Circulating tumor cells (CTCs) are cells shed by primary or disseminated tumors. They are easily obtained with a peripheral blood draw and therefore allow for a minimally invasive way to monitor tumor progression. Multiple studies by us and others have shown that CTCs are detectable in men with advanced, metastatic prostate cancer and that it is feasible to profile these cells molecularly and genomically in clinically meaningful ways. However, studies investigating CTCs in high-risk prostate cancer patients without radiographically detectable metastasis are more rare, with an overall modest detection rate. We set out to determine if CTCs could be detected in the blood of patients after radical prostatectomy, and more importantly, whether they were clinically useful.
By using a non-enrichment based CTC platform that leaves “no cell behind”, we recently demonstrated it is feasible to detect CTCs in this non-metastatic setting. (Friedlander et al., J of Urology, in press) Additionally, we reported success in genomically profiling CTCs from the blood of post-radical prostatectomy patients at high risk of recurrence. In this study, the GEMCaP genomic biomarker set was identifiable in CTCs, and thus may provide additional risk information beyond simple CTC enumeration. GEMCAP has historically been a tissue-based genomic test for recurrence prognostication at the time of radical prostatectomy. This is the first time it was shown to be detectable in single tumor cells in the circulation.
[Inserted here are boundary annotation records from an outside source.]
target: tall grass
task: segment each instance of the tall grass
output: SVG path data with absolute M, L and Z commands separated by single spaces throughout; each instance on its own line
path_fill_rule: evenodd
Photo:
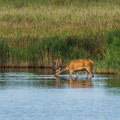
M 119 71 L 119 16 L 117 0 L 1 0 L 0 66 L 90 58 L 97 71 Z

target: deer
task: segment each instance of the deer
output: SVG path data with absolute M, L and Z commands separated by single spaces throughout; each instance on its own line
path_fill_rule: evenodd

To start to explore the clinical relevance of these detectable CTCs in the non-metastatic setting, we noted a shorter time to biochemical recurrence in men with a higher CTC burden and more CTC copy number aberrations. We are actively seeking to validate these findings. The incorporation of this minimally invasive liquid biopsy test along with PSA as part of the routine 3 month post-radical prostatectomy office visit could help identify which patients post-radical prostatectomy should have immediate adjuvant treatment.